Im Wissenschaftsjahr 2012 – Zukunftsprojekt Erde werden Fragen gestellt, auf die es mehr als eine richtige Antwort gibt: Wie wollen wir leben? Wie müssen wir wirtschaften? Und: Wie können wir unsere Umwelt bewahren? Das sind drei zentrale Dimensionen des Wissenschaftsjahres für nachhaltige Entwicklungen.
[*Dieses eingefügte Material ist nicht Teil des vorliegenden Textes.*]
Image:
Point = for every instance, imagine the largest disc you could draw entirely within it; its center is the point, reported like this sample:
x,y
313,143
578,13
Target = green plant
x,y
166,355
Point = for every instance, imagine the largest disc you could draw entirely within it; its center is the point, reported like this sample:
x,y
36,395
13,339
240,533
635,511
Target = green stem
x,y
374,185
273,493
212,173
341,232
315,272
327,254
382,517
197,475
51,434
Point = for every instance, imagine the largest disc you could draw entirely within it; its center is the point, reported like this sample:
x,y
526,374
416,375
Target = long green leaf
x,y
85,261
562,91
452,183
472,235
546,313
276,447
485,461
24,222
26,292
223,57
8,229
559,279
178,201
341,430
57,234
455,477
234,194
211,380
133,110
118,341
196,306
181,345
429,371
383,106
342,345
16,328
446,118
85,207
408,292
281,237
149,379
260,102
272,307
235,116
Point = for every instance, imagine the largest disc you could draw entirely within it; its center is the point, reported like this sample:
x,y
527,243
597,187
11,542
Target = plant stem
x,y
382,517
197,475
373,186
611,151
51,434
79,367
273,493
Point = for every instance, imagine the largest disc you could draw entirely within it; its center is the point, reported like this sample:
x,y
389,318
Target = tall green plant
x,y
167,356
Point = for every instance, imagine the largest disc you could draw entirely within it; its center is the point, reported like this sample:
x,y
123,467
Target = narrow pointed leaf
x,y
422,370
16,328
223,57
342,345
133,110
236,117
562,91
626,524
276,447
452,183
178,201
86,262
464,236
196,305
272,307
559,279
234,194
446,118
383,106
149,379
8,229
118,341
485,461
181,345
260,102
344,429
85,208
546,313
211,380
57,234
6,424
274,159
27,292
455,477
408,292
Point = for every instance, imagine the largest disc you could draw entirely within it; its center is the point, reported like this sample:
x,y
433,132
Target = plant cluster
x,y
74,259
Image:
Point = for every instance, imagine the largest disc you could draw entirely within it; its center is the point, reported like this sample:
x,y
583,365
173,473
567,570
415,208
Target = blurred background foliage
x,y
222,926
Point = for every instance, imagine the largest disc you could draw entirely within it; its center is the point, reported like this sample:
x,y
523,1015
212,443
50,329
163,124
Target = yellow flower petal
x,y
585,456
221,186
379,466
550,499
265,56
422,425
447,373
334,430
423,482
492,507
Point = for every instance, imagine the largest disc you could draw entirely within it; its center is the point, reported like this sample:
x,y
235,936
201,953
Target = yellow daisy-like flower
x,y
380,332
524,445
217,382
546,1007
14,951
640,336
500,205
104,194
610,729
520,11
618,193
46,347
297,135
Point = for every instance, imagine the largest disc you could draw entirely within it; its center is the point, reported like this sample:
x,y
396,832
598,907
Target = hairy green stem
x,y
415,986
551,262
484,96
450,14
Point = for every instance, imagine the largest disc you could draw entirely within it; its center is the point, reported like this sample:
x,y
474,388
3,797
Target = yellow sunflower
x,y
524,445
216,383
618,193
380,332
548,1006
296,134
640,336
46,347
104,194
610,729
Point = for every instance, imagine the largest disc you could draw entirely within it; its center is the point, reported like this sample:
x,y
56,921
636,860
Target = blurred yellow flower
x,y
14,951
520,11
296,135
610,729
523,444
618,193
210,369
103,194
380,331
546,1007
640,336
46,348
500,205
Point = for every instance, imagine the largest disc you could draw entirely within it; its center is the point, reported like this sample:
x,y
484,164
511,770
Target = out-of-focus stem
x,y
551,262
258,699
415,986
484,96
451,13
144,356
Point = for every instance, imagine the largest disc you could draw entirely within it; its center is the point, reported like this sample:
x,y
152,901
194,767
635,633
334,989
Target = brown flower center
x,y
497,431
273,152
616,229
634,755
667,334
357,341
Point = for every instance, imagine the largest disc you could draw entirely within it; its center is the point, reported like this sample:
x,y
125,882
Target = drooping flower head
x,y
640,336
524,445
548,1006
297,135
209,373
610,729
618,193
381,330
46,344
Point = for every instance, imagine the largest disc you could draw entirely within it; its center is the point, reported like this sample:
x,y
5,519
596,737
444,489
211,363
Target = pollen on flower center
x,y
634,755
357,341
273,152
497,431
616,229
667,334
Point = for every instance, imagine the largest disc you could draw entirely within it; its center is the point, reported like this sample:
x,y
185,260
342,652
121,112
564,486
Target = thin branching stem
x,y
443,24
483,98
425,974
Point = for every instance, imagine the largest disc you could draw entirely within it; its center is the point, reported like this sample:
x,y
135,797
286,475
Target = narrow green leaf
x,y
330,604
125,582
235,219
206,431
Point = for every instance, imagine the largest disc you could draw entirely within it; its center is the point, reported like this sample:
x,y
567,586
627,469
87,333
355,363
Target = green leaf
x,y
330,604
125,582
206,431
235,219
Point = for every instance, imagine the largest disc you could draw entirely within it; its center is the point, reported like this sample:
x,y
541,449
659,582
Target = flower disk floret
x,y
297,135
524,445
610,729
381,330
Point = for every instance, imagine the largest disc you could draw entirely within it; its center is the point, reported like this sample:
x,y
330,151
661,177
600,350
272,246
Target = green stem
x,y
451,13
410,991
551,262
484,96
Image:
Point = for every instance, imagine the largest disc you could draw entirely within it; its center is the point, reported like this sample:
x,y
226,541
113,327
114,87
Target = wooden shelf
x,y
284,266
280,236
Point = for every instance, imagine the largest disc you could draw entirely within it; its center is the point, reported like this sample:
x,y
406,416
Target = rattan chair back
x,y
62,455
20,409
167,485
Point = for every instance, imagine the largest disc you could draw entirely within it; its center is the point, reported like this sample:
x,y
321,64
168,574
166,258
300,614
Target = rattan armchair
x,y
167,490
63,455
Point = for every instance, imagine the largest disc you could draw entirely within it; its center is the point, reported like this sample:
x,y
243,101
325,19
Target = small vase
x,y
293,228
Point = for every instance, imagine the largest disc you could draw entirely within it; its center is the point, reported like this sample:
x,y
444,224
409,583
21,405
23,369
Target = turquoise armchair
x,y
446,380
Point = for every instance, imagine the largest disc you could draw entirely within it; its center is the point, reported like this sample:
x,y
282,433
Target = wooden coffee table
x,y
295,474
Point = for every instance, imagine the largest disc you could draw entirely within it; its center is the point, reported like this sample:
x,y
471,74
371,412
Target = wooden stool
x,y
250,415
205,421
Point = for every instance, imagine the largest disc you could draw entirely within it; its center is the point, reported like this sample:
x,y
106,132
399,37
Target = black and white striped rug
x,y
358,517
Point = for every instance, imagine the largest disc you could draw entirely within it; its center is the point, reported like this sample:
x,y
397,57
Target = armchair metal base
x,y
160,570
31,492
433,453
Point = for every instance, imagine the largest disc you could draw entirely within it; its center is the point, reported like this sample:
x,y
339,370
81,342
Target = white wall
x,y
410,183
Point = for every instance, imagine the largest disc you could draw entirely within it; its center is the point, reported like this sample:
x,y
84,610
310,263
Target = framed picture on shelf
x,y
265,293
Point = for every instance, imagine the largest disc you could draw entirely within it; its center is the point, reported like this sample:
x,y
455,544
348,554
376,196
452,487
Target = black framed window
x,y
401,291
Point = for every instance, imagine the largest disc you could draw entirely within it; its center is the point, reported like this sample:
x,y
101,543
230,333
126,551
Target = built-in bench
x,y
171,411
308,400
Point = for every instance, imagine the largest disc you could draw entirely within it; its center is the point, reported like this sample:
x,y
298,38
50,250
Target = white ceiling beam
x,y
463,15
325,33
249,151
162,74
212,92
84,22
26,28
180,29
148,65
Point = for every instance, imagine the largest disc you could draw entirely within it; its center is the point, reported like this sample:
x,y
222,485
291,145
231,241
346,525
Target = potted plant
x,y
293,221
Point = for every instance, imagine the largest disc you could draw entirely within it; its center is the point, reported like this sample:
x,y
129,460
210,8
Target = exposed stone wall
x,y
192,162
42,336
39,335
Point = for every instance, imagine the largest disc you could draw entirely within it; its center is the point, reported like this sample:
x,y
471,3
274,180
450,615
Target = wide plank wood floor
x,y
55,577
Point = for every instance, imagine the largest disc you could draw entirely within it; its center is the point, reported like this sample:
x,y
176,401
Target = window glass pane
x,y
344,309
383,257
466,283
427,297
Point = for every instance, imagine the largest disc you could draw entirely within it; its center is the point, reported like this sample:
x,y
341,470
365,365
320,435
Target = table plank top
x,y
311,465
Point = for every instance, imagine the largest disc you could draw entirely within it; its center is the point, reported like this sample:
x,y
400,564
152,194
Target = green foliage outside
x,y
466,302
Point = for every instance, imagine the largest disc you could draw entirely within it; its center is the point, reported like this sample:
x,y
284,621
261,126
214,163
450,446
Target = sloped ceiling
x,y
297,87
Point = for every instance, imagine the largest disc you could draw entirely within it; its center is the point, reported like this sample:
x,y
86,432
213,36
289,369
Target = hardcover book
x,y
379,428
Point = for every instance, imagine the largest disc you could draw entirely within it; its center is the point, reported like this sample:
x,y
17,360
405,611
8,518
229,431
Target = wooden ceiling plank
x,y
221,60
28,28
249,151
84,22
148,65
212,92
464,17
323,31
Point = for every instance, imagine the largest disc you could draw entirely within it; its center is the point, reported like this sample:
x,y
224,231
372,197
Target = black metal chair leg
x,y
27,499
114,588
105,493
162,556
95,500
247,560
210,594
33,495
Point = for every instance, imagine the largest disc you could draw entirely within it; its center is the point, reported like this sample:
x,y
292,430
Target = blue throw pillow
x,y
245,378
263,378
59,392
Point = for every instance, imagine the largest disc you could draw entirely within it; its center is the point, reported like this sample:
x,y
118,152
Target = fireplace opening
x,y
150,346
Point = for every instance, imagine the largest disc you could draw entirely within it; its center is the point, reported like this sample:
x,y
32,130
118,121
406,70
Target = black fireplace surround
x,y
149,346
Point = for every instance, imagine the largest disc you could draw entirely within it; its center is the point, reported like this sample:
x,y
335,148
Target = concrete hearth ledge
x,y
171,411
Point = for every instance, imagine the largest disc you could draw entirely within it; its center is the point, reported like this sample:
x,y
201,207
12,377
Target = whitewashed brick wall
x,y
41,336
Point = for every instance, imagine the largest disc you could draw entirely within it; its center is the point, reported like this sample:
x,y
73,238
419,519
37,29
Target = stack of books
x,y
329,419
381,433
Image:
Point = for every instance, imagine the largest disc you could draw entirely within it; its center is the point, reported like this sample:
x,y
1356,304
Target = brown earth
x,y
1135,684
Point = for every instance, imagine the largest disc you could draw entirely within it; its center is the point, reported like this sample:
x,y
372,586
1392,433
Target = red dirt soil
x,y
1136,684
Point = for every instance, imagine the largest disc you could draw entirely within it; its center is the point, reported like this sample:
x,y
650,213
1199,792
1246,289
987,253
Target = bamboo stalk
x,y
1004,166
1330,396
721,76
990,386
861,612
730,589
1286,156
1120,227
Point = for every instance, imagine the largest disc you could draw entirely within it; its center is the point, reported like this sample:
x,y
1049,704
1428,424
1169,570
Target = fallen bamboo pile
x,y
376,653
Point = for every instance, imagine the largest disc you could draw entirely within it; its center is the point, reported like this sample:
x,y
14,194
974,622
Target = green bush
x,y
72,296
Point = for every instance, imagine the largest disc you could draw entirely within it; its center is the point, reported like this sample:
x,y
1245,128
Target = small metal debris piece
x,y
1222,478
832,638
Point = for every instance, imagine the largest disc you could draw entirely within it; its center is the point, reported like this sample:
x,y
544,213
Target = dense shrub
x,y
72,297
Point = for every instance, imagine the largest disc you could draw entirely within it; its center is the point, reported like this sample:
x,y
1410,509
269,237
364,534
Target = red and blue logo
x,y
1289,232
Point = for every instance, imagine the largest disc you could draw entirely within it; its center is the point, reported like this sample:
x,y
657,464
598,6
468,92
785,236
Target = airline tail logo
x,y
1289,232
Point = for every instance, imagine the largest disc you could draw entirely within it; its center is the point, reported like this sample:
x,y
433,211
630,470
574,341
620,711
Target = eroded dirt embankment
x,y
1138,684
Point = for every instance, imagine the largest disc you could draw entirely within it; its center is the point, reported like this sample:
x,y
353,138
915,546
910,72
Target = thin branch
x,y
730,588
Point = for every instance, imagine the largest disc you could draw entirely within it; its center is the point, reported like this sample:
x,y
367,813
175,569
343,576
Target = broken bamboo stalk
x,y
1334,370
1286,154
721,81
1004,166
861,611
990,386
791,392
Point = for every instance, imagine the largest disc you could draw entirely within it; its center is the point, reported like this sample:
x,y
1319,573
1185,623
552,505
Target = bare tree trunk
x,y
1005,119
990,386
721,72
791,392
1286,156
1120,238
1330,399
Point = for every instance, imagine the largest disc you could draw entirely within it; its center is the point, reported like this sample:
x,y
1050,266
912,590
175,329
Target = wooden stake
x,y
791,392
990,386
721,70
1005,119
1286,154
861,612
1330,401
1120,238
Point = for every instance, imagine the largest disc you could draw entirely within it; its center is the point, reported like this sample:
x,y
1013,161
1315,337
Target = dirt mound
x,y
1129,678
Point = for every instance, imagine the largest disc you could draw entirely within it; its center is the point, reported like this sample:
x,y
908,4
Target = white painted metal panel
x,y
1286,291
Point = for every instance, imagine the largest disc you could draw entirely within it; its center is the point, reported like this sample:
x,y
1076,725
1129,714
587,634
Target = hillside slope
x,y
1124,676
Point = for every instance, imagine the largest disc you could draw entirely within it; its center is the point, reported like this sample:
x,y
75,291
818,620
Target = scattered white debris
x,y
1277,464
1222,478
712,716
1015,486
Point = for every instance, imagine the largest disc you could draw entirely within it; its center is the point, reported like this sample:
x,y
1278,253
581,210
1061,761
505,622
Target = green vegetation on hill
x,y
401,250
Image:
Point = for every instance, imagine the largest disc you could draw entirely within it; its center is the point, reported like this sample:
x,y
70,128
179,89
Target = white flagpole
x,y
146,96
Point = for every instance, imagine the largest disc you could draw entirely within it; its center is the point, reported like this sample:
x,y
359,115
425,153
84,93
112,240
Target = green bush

Der Begriff Nachhaltigkeit wird oft verwendet und unterschiedlich definiert. Die Bundesregierung formuliert ihn in ihrer Nachhaltigkeitsstrategie so: „Nachhaltigkeit bedeutet: Nur so viel Holz schlagen, wie auch nachwachsen kann. Vom Ertrag – und nicht von der Substanz leben. Jede Generation muss ihre Aufgaben lösen und darf sie nicht den nachkommenden Generationen aufbürden.“

Das Bundesministerium für Bildung und Forschung fördert im Sinne nachhaltiger Entwicklungen im Jahr 2012 mehr als 500 internationale Projekte in 62 Ländern auf fünf Kontinenten.